Após ser campeão em 1999, o Palmeiras alcançou a final novamente no ano seguinte, mesmo sem vários destaques da equipe que faturou a taça. Ainda restavam, porém, nomes como Marcos, Roque Júnior, Júnior, Rogério, Alex, César Sampaio e Euller, além do técnico Luiz Felipe Scolari - o lateral-direito Arce, grande arma do time, se machucou e não conseguiu jogar a decisão continental.

Do outro lado, porém, estava o time mais temido da história do Boca Juniors. Nomes como o do goleiro Córdoba, dos laterais Ibarra e Arruabarrena, dos zagueiros Bermúdez, Matellán e Walter Samuel, dos volantes Battaglia, Basualdo, Traverso e Gustavo Barros Schelotto, dos meias Riquelme e Guillermo Barros Schelotto e do atacante Palermo estão na mitologia xeneize.

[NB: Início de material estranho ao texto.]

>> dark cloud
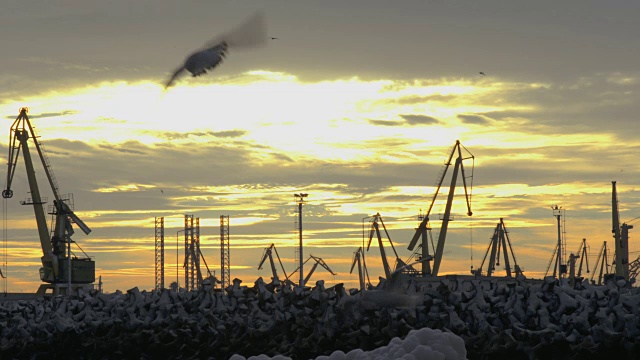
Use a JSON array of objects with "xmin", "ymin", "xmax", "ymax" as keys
[
  {"xmin": 4, "ymin": 1, "xmax": 640, "ymax": 94},
  {"xmin": 97, "ymin": 143, "xmax": 148, "ymax": 155},
  {"xmin": 368, "ymin": 119, "xmax": 402, "ymax": 127},
  {"xmin": 377, "ymin": 94, "xmax": 456, "ymax": 105},
  {"xmin": 5, "ymin": 110, "xmax": 78, "ymax": 120},
  {"xmin": 458, "ymin": 114, "xmax": 492, "ymax": 125},
  {"xmin": 212, "ymin": 130, "xmax": 247, "ymax": 138},
  {"xmin": 367, "ymin": 115, "xmax": 439, "ymax": 127},
  {"xmin": 400, "ymin": 114, "xmax": 440, "ymax": 125},
  {"xmin": 476, "ymin": 74, "xmax": 640, "ymax": 139},
  {"xmin": 270, "ymin": 153, "xmax": 294, "ymax": 162},
  {"xmin": 160, "ymin": 130, "xmax": 247, "ymax": 141}
]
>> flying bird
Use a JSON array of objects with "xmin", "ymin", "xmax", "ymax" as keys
[
  {"xmin": 479, "ymin": 72, "xmax": 486, "ymax": 76},
  {"xmin": 270, "ymin": 37, "xmax": 278, "ymax": 40},
  {"xmin": 164, "ymin": 11, "xmax": 268, "ymax": 89}
]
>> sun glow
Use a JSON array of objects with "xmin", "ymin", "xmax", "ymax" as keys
[{"xmin": 2, "ymin": 72, "xmax": 605, "ymax": 169}]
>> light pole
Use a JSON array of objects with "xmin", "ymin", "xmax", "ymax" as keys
[
  {"xmin": 176, "ymin": 229, "xmax": 185, "ymax": 290},
  {"xmin": 294, "ymin": 193, "xmax": 308, "ymax": 287},
  {"xmin": 552, "ymin": 205, "xmax": 563, "ymax": 279}
]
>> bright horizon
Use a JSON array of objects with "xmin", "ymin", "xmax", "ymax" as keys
[{"xmin": 1, "ymin": 1, "xmax": 639, "ymax": 293}]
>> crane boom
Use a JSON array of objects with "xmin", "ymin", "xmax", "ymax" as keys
[
  {"xmin": 350, "ymin": 247, "xmax": 367, "ymax": 291},
  {"xmin": 287, "ymin": 254, "xmax": 336, "ymax": 285},
  {"xmin": 2, "ymin": 108, "xmax": 95, "ymax": 295},
  {"xmin": 577, "ymin": 238, "xmax": 590, "ymax": 277},
  {"xmin": 407, "ymin": 140, "xmax": 473, "ymax": 276},
  {"xmin": 367, "ymin": 214, "xmax": 392, "ymax": 279},
  {"xmin": 4, "ymin": 121, "xmax": 53, "ymax": 264},
  {"xmin": 257, "ymin": 243, "xmax": 288, "ymax": 282},
  {"xmin": 612, "ymin": 181, "xmax": 630, "ymax": 281}
]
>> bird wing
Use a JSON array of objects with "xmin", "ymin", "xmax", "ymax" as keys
[
  {"xmin": 205, "ymin": 10, "xmax": 267, "ymax": 50},
  {"xmin": 164, "ymin": 66, "xmax": 185, "ymax": 89},
  {"xmin": 164, "ymin": 10, "xmax": 266, "ymax": 89}
]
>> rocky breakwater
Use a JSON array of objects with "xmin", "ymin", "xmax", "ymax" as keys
[{"xmin": 0, "ymin": 276, "xmax": 638, "ymax": 359}]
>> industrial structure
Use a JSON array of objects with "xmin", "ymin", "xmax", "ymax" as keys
[
  {"xmin": 220, "ymin": 215, "xmax": 230, "ymax": 290},
  {"xmin": 350, "ymin": 246, "xmax": 369, "ymax": 291},
  {"xmin": 591, "ymin": 241, "xmax": 611, "ymax": 285},
  {"xmin": 288, "ymin": 254, "xmax": 336, "ymax": 286},
  {"xmin": 182, "ymin": 214, "xmax": 215, "ymax": 291},
  {"xmin": 2, "ymin": 108, "xmax": 95, "ymax": 296},
  {"xmin": 155, "ymin": 217, "xmax": 165, "ymax": 290},
  {"xmin": 576, "ymin": 238, "xmax": 590, "ymax": 278},
  {"xmin": 293, "ymin": 193, "xmax": 308, "ymax": 287},
  {"xmin": 612, "ymin": 181, "xmax": 632, "ymax": 281},
  {"xmin": 6, "ymin": 110, "xmax": 633, "ymax": 295},
  {"xmin": 366, "ymin": 213, "xmax": 410, "ymax": 279},
  {"xmin": 153, "ymin": 214, "xmax": 224, "ymax": 291},
  {"xmin": 544, "ymin": 205, "xmax": 568, "ymax": 278},
  {"xmin": 258, "ymin": 243, "xmax": 288, "ymax": 283},
  {"xmin": 472, "ymin": 218, "xmax": 523, "ymax": 278},
  {"xmin": 406, "ymin": 140, "xmax": 474, "ymax": 277}
]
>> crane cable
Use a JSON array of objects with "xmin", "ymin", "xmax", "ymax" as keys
[
  {"xmin": 468, "ymin": 154, "xmax": 475, "ymax": 272},
  {"xmin": 2, "ymin": 197, "xmax": 7, "ymax": 289},
  {"xmin": 469, "ymin": 214, "xmax": 474, "ymax": 272}
]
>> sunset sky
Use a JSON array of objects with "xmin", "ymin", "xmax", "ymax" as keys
[{"xmin": 1, "ymin": 1, "xmax": 639, "ymax": 293}]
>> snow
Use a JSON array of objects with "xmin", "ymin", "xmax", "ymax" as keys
[
  {"xmin": 230, "ymin": 327, "xmax": 466, "ymax": 360},
  {"xmin": 0, "ymin": 275, "xmax": 639, "ymax": 359}
]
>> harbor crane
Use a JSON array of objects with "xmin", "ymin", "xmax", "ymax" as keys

Em La Bombonera, o Boca do técnico Carlos Bianchi exerceu sua tradicional pressão e ficou duas vezes na frente, com dois surpreendentes tentos de Arruabarrena. No entanto, o Verdão também fez uma grande partida e conseguiu buscar o empate duas vezes, com tentos de Pena e Euller, decretando um 2 a 2 que animou os palestrinos para a partida de volta.

No 2º jogo, no Morumbi, Felipão apostou em um time ofensivo, com um trio de ataque formado por Pena, Euller e Marcelo Ramos (depois Asprilla) e foi para cima dos argentinos. A equipe de Buenos Aires foi sufocada, mas conseguiu segurar um 0 a 0 e levar para os pênaltis - também com uma bela ajuda do árbitro paraguaio Epifanio González, que não marcou penal claro em Asprilla.

Nas penalidades, brilhou a estrela do goleiro Córdoba, que se agigantou e pegou as batidas de Asprilla e Roque Júnior. Guillermo Schelotto, Riquelme, Palermo e Bermúdez fizeram para o Boca e deram ao gigante argentino mais uma taça de Libertadores para sua coleção, fazendo o Palmeiras amargar seu 3º vice-campeonato continental.

No Mundial de Clubes daquele ano, o Boca Juniors passaria por cima de ninguém menos do que o Real Madrid de Casillas, Roberto Carlos, Hierro, Makelélé, Figo e Raúl, numa atuação histórica de Riquelme e com dois gols de Palermo logo nos primeiros seis minutos de jogo.